Zira yurttaş daha uygun fiyatta eser almak için efor sarf ediyor. Devletin kesinlikle besin güvenliğine harcama yapması gerekiyor. Başta besin mühendisi olmak üzere istihdam edip kontrollerin artırılması gerekiyor. Zira besin kontrolleri artırılmayan, hisse verilmeyen bütçe ileride sıhhate harcanacak. Bu da istediğimiz bir şey değil. Yurttaş kâfi ve sağlıklı formda beslenemiyor ve bu beslenememenin sağlıksal sonuçları da ilerleyen vakitlerde karşımıza çıkacak.”
“GIDA MÜHENDİSİ VE BESİN DENETİM VAZİFELİSİ SAYISI YETERSİZ”
At yahut eşek etini başkalarından ayırmanın sıkıntı olduğunu vurgulayan Toprak, şöyle devam etti:
“Ne yazık ki taklit ve tağşişli eserlere direkt bakarak çok fazla anlayamayız. Kesinlikle bunlar için bir tahlil yapılması lazım. Örneğin bu eser et ise tıp tahlili yapılması lazım. Hayvandan anlayan, eti bilen çok az şahıslar at, inek, dana etleri ortasındaki farkı renginden anlayabilir. Fakat bunu genel olarak yurttaşın anlaması çok mümkün değil. Biz besin mühendisleri odası olarak kesinlikle kontrollerin artırılması gerektiğini söylüyoruz. Bakanlık kendi kontrol raporunda da söylüyor.

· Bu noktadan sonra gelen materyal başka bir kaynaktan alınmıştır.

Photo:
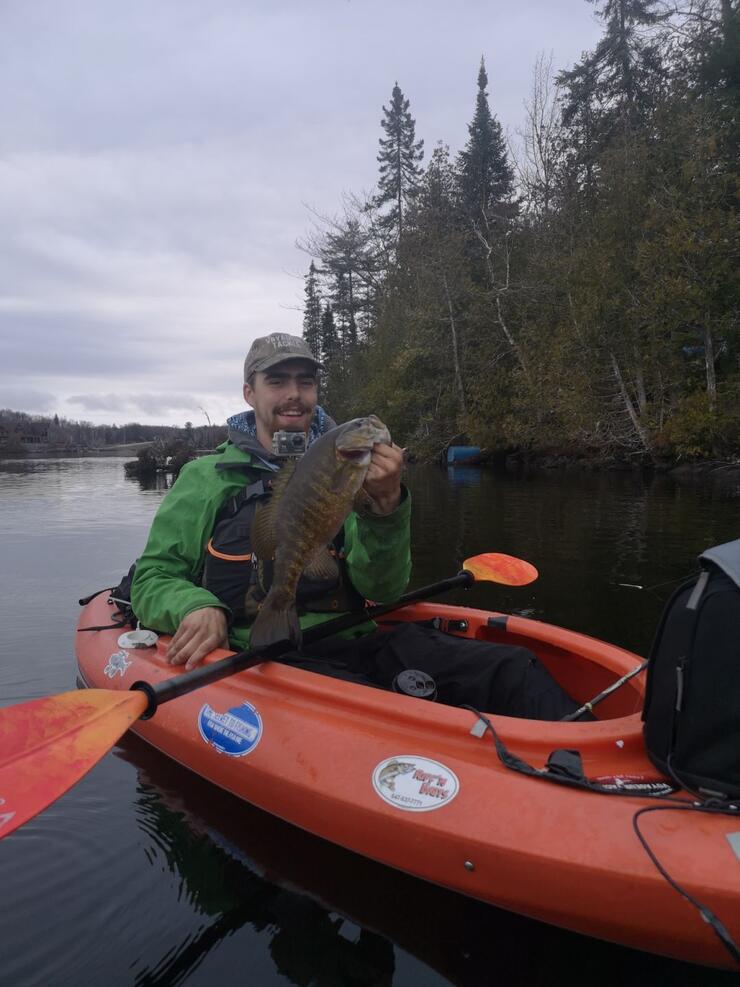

Besin mühendisi ve besin denetim vazifelisi sayısının yetersiz olduğunu söylüyoruz. 7 bin 245 besin denetim vazifelisi var. Bunun hepsi de kontrollere çıkmıyor. Bu sayının yalnızca bin 920’i civarı besin mühendisi. Bu kadar veteriner doktorumuz, ziraat mühendisi, su mühendisi arkadaşlarımız var fakat yeteri kadar kontrollere çıkamıyorlar. Zira 700 binin üzerinde işletme var. Bunları 1 milyon 400 bin defa denetlemek yalnızca 7 bin 245 şahısla olmaz. Kontrollerin daha çok habersiz bir biçimde yapılması gerekiyor. Taklit ve tağşişlerdeki ifşaların da vaktinin kısaltılması ve verilen cezaların artırılması lazım. Bunu biz de görmeliyiz.”